Closed NeilMacMullen closed 3 years ago
Thank you for your feedback. Tagging and routing to the team best able to assist. Please be aware that due to the holidays, responses may be delayed.
Thanks for the feedback! We are routing this to the appropriate team for follow-up. cc @xgithubtriage.
Author: | NeilMacMullen |
---|---|
Assignees: | - |
Labels: | `Client`, `Service Attention`, `Storage`, `customer-reported`, `needs-team-attention`, `needs-triage`, `question` |
Milestone: | - |
Hi @NeilMacMullen, this is an artifact of how the SDK updates different sizes of data.
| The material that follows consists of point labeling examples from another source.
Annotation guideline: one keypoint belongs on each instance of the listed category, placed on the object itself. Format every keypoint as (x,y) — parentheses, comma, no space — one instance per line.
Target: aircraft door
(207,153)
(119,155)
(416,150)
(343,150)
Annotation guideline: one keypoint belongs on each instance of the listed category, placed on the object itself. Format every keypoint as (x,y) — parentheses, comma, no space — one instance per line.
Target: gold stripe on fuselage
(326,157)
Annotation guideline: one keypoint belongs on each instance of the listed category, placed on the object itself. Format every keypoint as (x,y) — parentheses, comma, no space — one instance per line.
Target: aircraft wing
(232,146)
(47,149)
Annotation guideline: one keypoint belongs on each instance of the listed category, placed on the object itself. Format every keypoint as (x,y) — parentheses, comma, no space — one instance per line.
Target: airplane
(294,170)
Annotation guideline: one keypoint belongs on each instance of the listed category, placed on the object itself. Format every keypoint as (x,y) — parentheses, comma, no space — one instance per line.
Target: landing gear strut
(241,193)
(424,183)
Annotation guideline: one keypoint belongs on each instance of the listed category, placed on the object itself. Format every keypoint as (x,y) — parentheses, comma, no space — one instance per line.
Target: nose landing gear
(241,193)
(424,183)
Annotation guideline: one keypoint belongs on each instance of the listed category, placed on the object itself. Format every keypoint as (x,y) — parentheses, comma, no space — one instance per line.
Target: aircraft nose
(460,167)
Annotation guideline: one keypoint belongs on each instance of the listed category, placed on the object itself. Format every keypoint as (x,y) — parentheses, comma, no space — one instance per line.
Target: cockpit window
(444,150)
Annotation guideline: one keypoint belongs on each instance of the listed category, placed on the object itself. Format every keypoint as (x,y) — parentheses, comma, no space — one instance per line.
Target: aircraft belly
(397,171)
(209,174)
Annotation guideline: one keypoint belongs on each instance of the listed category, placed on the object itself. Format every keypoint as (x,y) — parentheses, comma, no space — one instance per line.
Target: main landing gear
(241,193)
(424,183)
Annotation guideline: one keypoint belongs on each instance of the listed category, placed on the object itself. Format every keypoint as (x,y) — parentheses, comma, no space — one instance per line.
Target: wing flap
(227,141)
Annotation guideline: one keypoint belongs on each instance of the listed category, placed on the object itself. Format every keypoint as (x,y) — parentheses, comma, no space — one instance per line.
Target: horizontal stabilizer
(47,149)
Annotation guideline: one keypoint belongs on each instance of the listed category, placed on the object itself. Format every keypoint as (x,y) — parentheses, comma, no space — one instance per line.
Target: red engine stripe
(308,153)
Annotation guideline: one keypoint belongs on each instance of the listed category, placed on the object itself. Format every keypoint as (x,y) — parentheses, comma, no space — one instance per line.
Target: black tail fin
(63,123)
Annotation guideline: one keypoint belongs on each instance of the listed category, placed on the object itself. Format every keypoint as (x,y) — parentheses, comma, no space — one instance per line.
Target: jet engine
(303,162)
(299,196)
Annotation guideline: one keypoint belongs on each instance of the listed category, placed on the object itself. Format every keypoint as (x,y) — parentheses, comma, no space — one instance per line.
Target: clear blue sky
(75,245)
There are two ways to upload blob data into the storage service: Put Blob and Put Block / Put Blob List. When a blob is created with Put Blob, the service calculates the Content MD5, and the blob is essentially immutable. With Put Block and Put Blob List, the service doesn't calculate MD5, since new blocks and be added, and existing blocks can be re-arranged, the service would have to stream the entire content of the blob each time it was modified to calculate MD5.
The SDK uses Put Blob to upload blobs of less than 256MB. If the blob is data is > 256 MB or InitialTransferLength
is specified, Put Block and Put Block List is used instead.
This behavior is unlikely to change in the future. Please re-open if you have further questions.
-Sean
@seanmcc-msft Thanks for the explanation - if I have understood correctly then the workaround is simply to leave InitialTransferLength at its default value?
I appreciate the SDK is a work in progress but the design here appears "less than optimal". As far as I'm concerned as a user, I've just called "Upload" and in some circumstances I get a hashcode and in some cases I don't even when using exactly the same client code! I can't see how anyone would think this lack of consistency is a defensible API design. (This also shows in the linked issue where you either get or don't get a checksum depending on undocumented characteristics of the source stream.)
The SDK uses Put Blob to upload blobs of less than 256MB. If the blob is data is > 256 MB or InitialTransferLength is specified, Put Block and Put Block List is used instead.
On the face of it this seems..... not good Based on some opaque and undiscoverable criteria (to the user), the sdk is not only deciding whether or not a checksum will be generated but also changing the semantics of the blob I'm storing. One minute I think I'm storing an immutable blob and then simply by setting a parameter in a structure that I thought was tuning upload rate I've made it modifiable in the future!
My strong suggestion would be to make the behaviour less flexible and more predictable. If the checksum can't be reliably supplied by the server then make it explicit in the API that the client has to supply it.
FWIW the reason that I care about the checksum is that we treat a container as a virtual file-store. We have code for synchronising subsets of that file-store to a local machine or another file-store. Being able to rely on the presence of a checksum is obviously a huge win when doing this since we can avoid transferring blobs which are already present in the target.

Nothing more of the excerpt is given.